Nicht ganz richtig: In 2011 gab es ein rennen im RWP Marathoncup serie für die Holländische fahrer und auch mehr als 50 starter.
Leider gibt es immer weniger Deutsche fahrer die 100+ km fahren willen, aber nur kurz (schau mal z.b.  ergebnisse Willingen, Saalhausen uws.). 
Kein ahnung warum, 50 km kann mann doch nicht wirklich mehr marathon nennen, aber längere cross country 
Bleibt im jeden fall schade, weil die strecke mir in 2011 sehr gut gefallen hat und 2 mal eine tolle strecke ist 2 x fun und schmerzen.
Nur wenn die Flachländer kommen gibt es genug teilnehmer beim langstrecke.


----------



## Toni172 (20. August 2013)

Stimmt Fred da hast Du recht.
Ich habe unsere Holländischen Freunde vergessen. Dann wird es Zeit das der RWP Cup wieder bei uns Station macht.:thumbup:

Gesendet von meinem Nexus 4 mit Tapatalk 2


----------



## cube2 (20. August 2013)

Habe noch 2 Fragen, warum gibt es bei euch keine Urkunden die man sich dann im Internet selbst runterladen und ausdrucken könnte, 
so wie es bei vielen anderen Marathons auch möglich ist. 
Und warum tut ihr beim Minimarathon nicht die Strecke auf etwa 35 bis 40 KM erhöhen, für die denen die 54 KM mit 1370 Hm einfach zuviel sind? 

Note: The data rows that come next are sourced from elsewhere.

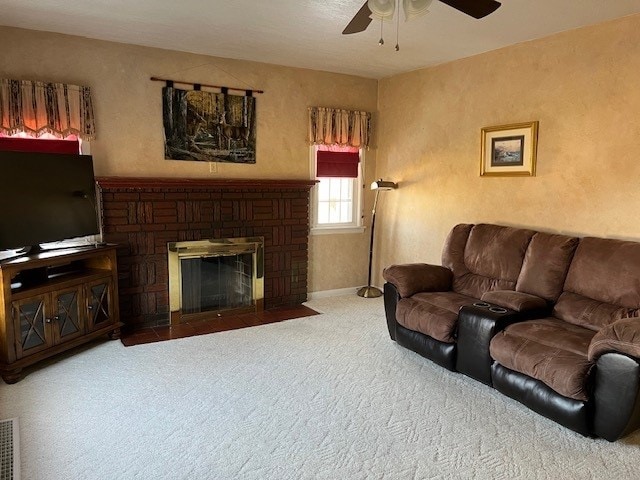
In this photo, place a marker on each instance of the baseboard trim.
(333, 293)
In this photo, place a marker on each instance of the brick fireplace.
(142, 215)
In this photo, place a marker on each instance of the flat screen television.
(45, 197)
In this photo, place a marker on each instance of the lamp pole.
(370, 291)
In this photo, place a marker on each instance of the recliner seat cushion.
(589, 313)
(434, 314)
(549, 350)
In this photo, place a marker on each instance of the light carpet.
(324, 397)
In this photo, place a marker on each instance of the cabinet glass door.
(99, 304)
(68, 324)
(30, 322)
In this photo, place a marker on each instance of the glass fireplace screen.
(220, 276)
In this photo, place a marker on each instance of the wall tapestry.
(208, 127)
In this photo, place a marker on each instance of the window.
(46, 143)
(336, 199)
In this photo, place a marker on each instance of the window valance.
(332, 126)
(38, 107)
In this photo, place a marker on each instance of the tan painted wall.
(583, 88)
(129, 122)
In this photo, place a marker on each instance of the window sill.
(336, 230)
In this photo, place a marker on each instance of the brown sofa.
(550, 320)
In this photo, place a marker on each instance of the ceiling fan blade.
(474, 8)
(359, 22)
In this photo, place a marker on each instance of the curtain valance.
(38, 107)
(332, 126)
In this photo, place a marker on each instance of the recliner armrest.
(621, 336)
(518, 301)
(412, 278)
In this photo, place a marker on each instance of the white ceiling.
(307, 33)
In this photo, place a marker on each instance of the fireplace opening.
(212, 278)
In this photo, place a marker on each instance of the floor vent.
(9, 450)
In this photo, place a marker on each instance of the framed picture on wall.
(509, 150)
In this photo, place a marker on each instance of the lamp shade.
(415, 8)
(383, 185)
(382, 9)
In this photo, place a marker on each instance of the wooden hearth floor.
(189, 329)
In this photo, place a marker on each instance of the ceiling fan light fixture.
(382, 9)
(415, 8)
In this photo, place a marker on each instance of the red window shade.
(337, 164)
(19, 144)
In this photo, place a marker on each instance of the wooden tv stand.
(55, 300)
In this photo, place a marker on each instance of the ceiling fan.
(384, 10)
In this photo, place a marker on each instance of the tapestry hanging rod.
(198, 86)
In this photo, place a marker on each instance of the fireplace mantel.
(142, 215)
(155, 182)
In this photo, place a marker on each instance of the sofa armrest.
(412, 278)
(616, 396)
(518, 301)
(621, 336)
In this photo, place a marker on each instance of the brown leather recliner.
(567, 343)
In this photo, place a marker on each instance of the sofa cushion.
(545, 265)
(549, 350)
(491, 260)
(606, 270)
(589, 313)
(413, 278)
(622, 336)
(434, 314)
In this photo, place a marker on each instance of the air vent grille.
(9, 450)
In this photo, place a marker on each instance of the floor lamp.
(378, 186)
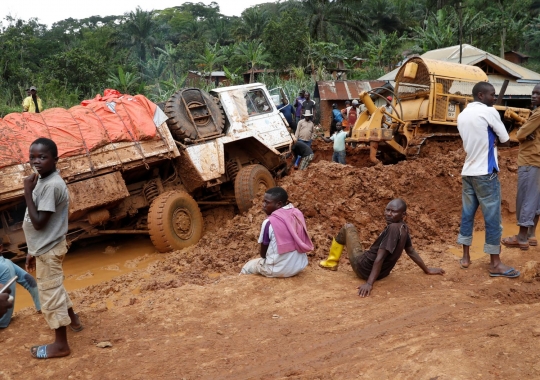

Gesendet von meinem HUAWEI U8825-1 mit Tapatalk 2


----------



## Franz Jakob Tim (20. August 2013)

So, nachdem ich endlich für den Tag frei bekommen habe, bin ich auch dabei (das 4. mal in Folge  )


----------



## rokl58 (20. August 2013)

Wenn man schon die Langstrecke streichen will wenn nicht genug Fahrer sich anmelden, dann sollte man so ehrlich sein und den Angemeldeten ueberlassen op sie lieber das Geld zurueck wollen oder aber die Mitteldistanz fahren wollen. So wie es jetzt geregelt ist wird keiner, der eine laengere Anreise hat, sich fuer die Langdistanz anmelden. Wie Fred schon sagte lohnt es sich nicht um 400 km im Auto zu sitzen fuer die Mitteldistanz.


----------



## Toni172 (20. August 2013)

cube2 schrieb:


> Habe noch 2 Fragen, warum gibt es bei euch keine Urkunden die man sich dann im Internet selbst runterladen und ausdrucken könnte,
> so wie es bei vielen anderen Marathons auch möglich ist.
> Und warum tut ihr beim Minimarathon nicht die Strecke auf etwa 35 bis 40 KM erhöhen, für die denen die 54 KM mit 1370 Hm einfach zuviel sind?
> 
> Gesendet von meinem HUAWEI U8825-1 mit Tapatalk 2



Frage 1 kann ich so gar nicht beantworten. Ich gebe das mal an das Orgateam weiter als Anregung für nächstes Jahr.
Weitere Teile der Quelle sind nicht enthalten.